A superestrutura não é um mero reflexo de espelho, não é isso que o termo utilizado por Marx e Engels significa (cópia, espelho). Compreenda-se que haja sido mal interpretado o célebre Prefácio Para a Crítica da Economia Política (1859). Contudo, outros textos desfazem qualquer ambiguidade. A infraestrutura não «segrega» as ideologias (e as ciências) como o fígado segrega a bílis…A economia não “segrega” o Direito…Falemos antes de instâncias. (Instância corresponde a um grau de jurisdição na hierarquia do Poder Judiciário)

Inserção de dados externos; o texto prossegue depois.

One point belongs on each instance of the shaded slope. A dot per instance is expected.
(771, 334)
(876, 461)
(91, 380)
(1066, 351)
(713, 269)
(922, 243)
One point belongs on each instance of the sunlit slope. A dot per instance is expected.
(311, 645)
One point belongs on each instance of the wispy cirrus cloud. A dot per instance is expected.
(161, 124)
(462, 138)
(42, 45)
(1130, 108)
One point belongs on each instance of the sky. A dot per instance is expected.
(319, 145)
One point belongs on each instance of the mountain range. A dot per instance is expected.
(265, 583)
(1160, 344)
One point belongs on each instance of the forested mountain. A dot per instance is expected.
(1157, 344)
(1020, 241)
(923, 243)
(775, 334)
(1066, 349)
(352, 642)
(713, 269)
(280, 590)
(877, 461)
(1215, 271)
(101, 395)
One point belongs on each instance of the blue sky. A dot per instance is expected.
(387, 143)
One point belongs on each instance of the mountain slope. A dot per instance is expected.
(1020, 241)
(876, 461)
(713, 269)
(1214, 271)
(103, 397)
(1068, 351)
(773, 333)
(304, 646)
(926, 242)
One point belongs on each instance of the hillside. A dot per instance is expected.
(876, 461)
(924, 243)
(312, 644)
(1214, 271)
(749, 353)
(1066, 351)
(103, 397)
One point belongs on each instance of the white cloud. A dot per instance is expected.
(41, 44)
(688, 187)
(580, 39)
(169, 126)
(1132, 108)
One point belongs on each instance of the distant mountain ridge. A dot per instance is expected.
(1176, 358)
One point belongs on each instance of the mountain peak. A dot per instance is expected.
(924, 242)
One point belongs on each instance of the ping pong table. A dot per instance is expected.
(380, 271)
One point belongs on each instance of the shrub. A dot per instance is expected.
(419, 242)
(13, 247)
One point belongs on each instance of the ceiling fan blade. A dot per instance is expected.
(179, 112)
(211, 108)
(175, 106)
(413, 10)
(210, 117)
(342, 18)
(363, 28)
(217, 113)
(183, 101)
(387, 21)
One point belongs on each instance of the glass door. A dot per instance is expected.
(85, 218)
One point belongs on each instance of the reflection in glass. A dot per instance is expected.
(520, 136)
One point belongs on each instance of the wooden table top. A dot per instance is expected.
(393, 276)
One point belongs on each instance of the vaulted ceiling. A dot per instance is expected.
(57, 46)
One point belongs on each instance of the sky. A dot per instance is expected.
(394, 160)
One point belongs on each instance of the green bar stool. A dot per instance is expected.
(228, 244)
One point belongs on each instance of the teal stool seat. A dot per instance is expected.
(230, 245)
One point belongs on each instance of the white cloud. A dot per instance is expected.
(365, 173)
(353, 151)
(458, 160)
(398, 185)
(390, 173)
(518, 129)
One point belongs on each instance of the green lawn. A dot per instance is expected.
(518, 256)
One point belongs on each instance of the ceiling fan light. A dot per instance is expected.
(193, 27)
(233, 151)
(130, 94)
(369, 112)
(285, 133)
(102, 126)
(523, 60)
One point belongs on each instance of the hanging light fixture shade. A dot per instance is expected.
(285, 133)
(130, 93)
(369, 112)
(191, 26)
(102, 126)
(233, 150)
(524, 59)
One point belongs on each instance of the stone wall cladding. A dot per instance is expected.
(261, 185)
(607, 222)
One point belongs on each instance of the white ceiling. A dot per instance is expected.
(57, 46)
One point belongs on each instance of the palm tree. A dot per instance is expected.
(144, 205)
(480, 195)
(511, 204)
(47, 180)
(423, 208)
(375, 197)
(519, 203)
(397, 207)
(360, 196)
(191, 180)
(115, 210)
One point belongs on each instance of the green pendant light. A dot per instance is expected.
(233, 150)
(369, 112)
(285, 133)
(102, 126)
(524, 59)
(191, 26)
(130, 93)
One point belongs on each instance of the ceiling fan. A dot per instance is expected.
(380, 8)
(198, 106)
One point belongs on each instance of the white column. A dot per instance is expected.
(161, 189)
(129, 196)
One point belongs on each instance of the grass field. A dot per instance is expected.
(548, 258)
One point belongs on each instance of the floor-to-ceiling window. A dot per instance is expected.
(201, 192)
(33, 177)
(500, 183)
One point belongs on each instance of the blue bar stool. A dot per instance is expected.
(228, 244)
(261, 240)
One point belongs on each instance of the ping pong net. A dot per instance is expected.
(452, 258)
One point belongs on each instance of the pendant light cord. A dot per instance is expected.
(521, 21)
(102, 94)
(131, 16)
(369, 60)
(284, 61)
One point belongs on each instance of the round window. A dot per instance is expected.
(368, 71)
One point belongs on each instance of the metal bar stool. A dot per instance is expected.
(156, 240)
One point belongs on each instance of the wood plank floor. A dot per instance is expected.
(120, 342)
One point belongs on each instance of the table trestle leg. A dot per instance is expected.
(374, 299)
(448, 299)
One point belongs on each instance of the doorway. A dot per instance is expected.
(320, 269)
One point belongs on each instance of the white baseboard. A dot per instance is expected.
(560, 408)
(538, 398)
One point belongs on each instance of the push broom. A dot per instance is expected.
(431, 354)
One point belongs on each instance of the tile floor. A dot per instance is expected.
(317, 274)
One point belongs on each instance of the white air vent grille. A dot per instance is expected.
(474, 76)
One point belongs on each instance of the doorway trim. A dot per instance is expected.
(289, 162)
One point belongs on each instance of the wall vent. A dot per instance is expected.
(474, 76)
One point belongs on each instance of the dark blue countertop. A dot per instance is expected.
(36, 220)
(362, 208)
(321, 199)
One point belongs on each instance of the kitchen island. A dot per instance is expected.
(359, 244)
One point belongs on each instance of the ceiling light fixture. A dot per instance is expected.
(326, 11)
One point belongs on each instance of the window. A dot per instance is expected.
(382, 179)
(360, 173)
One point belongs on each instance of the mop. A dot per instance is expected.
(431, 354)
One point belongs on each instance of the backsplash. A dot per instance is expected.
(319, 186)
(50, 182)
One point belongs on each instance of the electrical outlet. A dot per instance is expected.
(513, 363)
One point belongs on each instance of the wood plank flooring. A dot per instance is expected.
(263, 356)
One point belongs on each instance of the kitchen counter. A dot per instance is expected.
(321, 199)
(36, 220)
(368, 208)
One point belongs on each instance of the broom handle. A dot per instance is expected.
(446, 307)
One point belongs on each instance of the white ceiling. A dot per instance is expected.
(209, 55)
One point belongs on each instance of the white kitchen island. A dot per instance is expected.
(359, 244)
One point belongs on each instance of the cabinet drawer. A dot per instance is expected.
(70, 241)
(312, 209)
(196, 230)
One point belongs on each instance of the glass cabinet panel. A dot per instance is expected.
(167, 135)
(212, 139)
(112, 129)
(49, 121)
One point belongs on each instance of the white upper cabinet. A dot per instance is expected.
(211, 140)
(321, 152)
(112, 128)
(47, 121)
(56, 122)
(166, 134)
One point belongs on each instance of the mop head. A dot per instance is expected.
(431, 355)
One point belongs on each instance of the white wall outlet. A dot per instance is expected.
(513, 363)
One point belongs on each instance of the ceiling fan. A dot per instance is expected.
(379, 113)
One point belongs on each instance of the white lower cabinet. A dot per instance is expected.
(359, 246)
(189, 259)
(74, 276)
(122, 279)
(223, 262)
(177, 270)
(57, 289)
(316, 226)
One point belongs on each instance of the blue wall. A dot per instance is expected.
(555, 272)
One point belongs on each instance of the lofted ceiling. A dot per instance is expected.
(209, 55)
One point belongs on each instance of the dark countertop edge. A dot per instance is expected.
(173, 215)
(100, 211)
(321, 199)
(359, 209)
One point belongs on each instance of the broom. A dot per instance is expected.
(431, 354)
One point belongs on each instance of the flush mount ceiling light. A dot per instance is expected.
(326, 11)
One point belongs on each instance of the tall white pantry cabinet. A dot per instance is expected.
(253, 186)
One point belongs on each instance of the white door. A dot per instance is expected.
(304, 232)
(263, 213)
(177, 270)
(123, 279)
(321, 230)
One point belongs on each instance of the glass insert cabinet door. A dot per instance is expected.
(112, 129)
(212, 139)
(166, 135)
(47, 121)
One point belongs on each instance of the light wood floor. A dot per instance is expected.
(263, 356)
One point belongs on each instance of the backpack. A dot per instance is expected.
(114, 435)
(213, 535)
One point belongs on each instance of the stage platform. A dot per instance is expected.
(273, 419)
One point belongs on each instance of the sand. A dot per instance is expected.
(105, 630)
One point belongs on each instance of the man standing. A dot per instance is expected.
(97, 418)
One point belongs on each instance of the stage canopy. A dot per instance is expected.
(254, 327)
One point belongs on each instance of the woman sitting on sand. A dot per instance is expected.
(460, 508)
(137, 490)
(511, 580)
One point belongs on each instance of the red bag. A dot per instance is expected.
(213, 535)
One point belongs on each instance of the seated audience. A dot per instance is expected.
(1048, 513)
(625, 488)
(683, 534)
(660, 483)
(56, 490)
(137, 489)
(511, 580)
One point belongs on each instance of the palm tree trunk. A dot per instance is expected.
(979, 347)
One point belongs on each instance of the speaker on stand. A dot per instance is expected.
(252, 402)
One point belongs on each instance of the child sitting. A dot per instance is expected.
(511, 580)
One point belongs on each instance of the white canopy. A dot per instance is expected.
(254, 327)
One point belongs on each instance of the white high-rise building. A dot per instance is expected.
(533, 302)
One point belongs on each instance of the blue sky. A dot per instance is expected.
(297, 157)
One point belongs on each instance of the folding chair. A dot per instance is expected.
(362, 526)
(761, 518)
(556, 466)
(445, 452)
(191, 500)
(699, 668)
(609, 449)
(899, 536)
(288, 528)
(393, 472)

 O direito é uma instância superestrutural (não é uma relação de produção de mercadorias), não haja aqui qualquer ambiguidade (presente em alguns marxistas), porém goza de autonomia relativamente às forças de produção e inclusivamente às outras instâncias (política, ciência, moral). E goza de grande capacidade criativa e interventiva sobre todas as outras instâncias e sobre a própria infraestrutura (as relações de produção). Se assim não fosse não desempenhava o papel preponderante que desempenha atualmente, como se sabe. Essa autonomia ativa fornece-lhe eficácia, capacidade de obter consensos e poder “legítimo” de se fazer obedecer. Marx assim como não forneceu combustível para as conceções deterministas (refiro-me a oportunismos de má fé e não a economicismos messiânicos ou utópicos), também não rejeitou o potencial de lutas de classe que o direito comporta (por exemplo, a nossa Constituição, pesem embora e muito os cortes que sofreu). Contudo, em parte alguma e momento algum (que até agora se conheça) Marx considerou que o Direito (que é sempre burguês), deste ou daquele país do seu tempo, pudesse conter normas universais (para todo o género humano) e eternas. Por exemplo: os direitos da Mulher são conquistas no interior do direito burguês, mas somente na sociedade socialista que prepara o comunismo, serão efetivos (equidade com os homens) e muito mais avançados (em normas jurídicas e nas relações sociais de produção, políticas, éticas, etc.). Nas sociedades comunistas não fará sentido falar em direitos.
O direito burguês assenta na ideia de igualdade. Por isso é burguês. Um direito mais justo deveria assentar na ideia de desigualdade (Marx, Crítica do Programa de Gotha). Quando vier a assentar nesta ideia, o Direito será a garantia jurídica de relações de produção socialistas, antecâmara do comunismo.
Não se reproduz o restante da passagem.